Environment Agency chief executive Barbara Young was this week tipped to step down just a few weeks ahead of the publication of the Pitt review into last summer’s floods.

Young is thought to have been head-hunted to take up a role as chair of the Care Quality Commission, a new "super-regulator" to oversee delivery of healthcare.

The Agency refused to comment about Young’s departure but confirmed that she was to see a selection committee today.

Young has led the Environment Agency since December 2000 and has developed a reputation for trenchant views and straight talking. She was recently highly critical of government’s decision to back nuclear power and also spoke out against plans to revisit proposals for a Severn tidal barrier.

Her departure is likely to be just ahead of publication of Sir Michael Pitt’s review into last summer’s catastrophic flooding across the Midlands and Yorkshire. This is expected to raise questions about the Agency’s flood defence role over the last decade.

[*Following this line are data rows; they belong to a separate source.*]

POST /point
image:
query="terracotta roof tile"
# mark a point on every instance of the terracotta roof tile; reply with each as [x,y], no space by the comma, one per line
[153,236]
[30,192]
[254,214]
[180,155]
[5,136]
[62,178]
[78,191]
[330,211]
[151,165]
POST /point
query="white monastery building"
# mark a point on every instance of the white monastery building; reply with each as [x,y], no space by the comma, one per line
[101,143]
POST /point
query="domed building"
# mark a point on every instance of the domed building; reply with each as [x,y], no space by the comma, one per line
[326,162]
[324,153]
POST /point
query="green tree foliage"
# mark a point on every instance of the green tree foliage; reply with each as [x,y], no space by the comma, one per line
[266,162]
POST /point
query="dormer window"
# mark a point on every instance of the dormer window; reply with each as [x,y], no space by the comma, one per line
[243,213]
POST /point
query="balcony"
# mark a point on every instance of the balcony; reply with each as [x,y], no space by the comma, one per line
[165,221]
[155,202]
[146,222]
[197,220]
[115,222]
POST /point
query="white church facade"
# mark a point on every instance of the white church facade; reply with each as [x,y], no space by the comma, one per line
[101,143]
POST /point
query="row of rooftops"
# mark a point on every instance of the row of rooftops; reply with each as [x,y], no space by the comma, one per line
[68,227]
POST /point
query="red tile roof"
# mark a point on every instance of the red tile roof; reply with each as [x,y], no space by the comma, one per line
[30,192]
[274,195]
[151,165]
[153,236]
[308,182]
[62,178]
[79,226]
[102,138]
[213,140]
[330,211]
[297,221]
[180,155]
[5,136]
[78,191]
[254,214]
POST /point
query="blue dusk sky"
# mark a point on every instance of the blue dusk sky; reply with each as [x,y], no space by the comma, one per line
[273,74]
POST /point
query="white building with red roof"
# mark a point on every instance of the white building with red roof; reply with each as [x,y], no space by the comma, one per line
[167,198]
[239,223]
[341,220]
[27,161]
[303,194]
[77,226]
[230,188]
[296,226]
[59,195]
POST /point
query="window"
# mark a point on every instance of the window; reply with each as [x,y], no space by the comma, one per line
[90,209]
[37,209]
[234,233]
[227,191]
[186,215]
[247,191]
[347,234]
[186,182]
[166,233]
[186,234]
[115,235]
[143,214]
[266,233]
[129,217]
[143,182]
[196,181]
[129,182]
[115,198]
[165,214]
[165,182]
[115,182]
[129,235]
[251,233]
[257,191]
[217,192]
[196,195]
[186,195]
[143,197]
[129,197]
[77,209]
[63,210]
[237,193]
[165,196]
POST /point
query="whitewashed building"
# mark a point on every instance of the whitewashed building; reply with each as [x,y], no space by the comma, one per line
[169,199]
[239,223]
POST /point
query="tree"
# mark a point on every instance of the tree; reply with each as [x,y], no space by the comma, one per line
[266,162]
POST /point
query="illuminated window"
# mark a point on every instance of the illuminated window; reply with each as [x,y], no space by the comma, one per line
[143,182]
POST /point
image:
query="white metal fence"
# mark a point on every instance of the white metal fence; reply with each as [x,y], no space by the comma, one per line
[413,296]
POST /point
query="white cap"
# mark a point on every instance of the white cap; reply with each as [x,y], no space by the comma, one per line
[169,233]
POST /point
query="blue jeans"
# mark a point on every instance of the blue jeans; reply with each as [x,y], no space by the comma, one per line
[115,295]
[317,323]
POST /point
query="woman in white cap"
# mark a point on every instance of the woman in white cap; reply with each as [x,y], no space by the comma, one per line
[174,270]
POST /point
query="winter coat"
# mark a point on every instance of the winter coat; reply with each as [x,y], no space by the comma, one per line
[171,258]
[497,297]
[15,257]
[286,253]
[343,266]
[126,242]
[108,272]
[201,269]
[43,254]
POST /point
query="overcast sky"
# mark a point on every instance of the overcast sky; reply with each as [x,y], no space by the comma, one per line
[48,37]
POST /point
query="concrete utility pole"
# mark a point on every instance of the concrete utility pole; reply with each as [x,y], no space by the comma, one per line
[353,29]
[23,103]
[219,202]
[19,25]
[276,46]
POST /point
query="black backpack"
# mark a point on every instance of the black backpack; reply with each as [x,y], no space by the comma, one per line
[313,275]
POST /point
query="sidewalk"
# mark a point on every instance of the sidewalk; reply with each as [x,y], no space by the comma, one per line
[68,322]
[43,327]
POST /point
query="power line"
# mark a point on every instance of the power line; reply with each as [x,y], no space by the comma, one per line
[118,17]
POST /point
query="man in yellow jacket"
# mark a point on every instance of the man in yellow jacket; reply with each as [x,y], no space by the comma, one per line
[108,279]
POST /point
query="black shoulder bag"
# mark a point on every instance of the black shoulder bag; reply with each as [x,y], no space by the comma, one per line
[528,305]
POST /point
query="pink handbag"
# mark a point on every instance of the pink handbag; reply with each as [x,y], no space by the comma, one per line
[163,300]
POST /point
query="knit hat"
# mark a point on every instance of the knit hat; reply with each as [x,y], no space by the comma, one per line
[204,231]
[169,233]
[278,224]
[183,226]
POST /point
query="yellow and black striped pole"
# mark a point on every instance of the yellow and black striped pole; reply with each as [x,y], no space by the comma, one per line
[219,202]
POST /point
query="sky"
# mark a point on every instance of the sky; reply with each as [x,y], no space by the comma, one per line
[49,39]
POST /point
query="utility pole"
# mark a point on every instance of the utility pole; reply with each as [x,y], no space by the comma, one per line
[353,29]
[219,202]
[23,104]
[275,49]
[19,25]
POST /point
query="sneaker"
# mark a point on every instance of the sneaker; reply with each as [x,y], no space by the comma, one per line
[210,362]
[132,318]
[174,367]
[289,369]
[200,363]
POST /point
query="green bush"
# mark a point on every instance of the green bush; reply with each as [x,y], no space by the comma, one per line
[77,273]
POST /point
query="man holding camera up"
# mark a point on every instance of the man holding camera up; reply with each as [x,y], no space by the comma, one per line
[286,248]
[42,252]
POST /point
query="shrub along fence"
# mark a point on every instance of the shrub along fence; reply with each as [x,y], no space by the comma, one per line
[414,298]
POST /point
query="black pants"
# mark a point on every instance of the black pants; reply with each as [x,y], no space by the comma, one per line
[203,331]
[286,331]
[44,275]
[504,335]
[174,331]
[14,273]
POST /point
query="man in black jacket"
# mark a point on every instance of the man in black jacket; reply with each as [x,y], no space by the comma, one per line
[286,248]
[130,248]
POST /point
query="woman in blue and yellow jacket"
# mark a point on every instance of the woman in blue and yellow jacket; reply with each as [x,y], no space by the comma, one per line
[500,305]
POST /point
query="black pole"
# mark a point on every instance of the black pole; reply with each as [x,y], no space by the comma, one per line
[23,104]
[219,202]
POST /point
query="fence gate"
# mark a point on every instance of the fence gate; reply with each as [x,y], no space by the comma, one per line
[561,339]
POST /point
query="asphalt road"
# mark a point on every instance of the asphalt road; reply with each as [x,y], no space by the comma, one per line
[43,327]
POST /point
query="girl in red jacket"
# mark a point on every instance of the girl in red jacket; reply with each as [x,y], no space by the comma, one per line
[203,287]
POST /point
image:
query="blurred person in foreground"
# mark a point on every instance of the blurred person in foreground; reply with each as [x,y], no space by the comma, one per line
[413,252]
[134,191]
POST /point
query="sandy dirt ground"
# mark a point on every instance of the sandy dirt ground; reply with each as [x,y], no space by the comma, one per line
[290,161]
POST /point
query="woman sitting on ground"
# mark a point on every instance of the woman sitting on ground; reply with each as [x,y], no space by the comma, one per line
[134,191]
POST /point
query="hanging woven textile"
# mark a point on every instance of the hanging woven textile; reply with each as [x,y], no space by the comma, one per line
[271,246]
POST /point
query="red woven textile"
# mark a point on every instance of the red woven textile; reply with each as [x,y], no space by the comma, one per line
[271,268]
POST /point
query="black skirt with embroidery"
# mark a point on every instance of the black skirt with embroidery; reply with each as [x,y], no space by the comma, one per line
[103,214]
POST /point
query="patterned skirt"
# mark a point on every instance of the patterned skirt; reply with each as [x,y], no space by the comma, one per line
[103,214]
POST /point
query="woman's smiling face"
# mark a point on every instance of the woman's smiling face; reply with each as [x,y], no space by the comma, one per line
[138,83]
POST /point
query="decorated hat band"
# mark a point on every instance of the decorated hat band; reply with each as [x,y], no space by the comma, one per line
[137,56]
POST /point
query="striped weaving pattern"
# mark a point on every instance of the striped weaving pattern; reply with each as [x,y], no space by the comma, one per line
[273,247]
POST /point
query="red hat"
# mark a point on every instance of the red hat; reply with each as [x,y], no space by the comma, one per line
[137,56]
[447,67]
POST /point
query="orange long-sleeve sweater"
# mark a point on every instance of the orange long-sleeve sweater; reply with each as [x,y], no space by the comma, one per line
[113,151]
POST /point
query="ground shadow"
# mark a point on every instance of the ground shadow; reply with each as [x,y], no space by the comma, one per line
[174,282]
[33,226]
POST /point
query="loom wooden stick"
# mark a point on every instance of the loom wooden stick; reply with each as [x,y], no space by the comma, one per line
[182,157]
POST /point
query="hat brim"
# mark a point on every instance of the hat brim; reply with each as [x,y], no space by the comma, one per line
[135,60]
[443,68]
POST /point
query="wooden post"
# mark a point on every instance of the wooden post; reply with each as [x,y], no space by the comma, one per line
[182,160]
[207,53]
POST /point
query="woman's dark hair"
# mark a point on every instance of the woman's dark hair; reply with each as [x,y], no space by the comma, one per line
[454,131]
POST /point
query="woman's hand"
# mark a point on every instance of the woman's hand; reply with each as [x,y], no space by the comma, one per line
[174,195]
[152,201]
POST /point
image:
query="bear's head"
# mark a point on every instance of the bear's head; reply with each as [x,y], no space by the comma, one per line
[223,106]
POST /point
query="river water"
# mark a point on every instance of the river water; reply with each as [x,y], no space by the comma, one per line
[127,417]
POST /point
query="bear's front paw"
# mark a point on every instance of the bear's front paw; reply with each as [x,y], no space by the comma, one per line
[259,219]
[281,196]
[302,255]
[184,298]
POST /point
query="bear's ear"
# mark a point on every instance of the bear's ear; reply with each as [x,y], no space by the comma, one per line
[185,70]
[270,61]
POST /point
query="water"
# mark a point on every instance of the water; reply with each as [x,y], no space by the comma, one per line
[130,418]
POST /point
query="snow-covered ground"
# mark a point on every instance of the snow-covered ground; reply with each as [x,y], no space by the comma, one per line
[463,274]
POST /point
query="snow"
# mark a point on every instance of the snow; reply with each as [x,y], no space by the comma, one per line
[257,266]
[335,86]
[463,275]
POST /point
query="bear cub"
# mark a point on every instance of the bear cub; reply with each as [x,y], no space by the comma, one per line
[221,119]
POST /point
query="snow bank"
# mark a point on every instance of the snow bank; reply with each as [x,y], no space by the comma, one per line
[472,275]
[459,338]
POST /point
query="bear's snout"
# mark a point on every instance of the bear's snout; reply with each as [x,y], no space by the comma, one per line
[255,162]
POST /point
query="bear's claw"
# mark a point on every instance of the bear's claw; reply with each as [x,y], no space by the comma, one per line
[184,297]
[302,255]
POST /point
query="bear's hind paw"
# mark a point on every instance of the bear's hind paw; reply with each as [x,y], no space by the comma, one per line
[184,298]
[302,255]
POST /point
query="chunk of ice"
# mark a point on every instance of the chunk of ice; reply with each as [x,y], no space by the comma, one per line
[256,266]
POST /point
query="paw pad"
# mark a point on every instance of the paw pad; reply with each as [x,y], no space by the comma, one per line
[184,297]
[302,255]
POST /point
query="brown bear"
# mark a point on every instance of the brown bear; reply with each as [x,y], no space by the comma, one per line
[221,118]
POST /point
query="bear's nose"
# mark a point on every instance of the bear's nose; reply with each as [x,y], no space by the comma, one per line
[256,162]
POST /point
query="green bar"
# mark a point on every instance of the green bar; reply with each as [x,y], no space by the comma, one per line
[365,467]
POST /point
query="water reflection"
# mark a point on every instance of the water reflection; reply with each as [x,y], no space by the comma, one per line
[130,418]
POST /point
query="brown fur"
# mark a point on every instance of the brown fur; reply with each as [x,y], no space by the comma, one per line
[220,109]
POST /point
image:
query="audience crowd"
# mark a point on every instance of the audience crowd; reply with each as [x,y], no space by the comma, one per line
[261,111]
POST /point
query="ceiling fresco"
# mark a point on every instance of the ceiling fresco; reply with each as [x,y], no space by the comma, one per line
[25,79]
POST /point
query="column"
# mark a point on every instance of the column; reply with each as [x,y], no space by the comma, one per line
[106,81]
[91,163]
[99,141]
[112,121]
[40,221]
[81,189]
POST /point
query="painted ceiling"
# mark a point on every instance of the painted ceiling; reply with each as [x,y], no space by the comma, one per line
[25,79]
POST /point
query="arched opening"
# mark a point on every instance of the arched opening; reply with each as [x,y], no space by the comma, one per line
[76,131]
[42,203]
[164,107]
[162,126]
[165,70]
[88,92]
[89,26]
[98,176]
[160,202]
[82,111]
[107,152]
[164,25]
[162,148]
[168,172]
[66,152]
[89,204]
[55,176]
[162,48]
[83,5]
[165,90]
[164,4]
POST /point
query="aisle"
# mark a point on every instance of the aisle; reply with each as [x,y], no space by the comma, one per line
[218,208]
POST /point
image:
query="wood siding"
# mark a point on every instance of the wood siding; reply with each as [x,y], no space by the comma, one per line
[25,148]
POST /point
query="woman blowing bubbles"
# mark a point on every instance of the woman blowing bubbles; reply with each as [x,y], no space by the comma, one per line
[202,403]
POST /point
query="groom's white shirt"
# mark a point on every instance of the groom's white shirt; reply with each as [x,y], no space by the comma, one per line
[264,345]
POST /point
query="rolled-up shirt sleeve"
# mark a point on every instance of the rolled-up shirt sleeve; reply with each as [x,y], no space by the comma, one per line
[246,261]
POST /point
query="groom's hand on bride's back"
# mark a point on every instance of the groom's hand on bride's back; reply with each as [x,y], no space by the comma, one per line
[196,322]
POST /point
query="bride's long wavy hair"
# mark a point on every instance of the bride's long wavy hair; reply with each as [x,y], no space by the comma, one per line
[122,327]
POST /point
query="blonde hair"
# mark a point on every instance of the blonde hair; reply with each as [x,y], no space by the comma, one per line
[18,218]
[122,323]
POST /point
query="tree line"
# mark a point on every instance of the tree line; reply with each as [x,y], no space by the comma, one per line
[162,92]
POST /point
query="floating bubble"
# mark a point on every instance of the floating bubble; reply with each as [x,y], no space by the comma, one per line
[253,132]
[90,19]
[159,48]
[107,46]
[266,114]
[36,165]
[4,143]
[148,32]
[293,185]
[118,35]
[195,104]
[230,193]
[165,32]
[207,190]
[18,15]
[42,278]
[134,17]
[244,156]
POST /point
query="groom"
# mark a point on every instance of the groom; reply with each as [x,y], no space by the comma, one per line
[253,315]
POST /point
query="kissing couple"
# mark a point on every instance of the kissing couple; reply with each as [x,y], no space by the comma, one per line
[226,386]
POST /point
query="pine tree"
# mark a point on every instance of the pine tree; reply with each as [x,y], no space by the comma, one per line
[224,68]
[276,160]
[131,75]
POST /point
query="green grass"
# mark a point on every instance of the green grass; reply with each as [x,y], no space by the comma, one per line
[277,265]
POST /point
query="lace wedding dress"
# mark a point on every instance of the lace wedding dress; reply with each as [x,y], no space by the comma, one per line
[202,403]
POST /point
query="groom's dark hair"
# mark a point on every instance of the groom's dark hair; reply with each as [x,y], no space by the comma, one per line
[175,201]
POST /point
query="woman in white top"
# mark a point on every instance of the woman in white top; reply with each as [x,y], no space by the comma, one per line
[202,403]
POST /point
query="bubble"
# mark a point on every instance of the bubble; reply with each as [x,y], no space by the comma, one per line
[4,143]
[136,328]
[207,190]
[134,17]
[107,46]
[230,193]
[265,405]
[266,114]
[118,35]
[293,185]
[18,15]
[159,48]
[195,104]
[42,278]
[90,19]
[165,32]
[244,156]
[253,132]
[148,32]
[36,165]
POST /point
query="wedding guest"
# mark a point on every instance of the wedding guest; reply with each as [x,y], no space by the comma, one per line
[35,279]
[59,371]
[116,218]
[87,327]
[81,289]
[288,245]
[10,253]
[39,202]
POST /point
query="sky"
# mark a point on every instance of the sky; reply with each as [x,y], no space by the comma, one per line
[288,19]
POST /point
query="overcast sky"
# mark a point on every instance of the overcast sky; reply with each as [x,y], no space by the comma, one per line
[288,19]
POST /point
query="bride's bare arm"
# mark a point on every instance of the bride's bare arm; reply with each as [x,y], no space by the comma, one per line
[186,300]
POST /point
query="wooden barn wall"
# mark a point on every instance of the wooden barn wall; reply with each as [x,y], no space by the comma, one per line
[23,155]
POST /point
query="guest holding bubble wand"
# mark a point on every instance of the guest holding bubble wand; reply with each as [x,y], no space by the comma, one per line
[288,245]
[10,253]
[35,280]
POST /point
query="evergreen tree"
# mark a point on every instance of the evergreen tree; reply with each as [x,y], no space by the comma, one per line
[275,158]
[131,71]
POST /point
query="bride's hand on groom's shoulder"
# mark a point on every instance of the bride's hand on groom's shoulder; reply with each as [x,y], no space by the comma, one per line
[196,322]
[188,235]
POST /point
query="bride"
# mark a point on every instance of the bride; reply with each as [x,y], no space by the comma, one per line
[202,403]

ICE vice president and chief executive of the Association of Drainage Authorities Jean Venables paid tribute to Young’s work at the Agency.

"Barbara Young is a strong character who has been very prominent in the industry," she said. "We have not always shared the same opinion but have enjoyed our debates. I am sure that she will be just as active in her new role."

It is understood that Environment Agency chairman Sir John Harman is also set to step down later this year.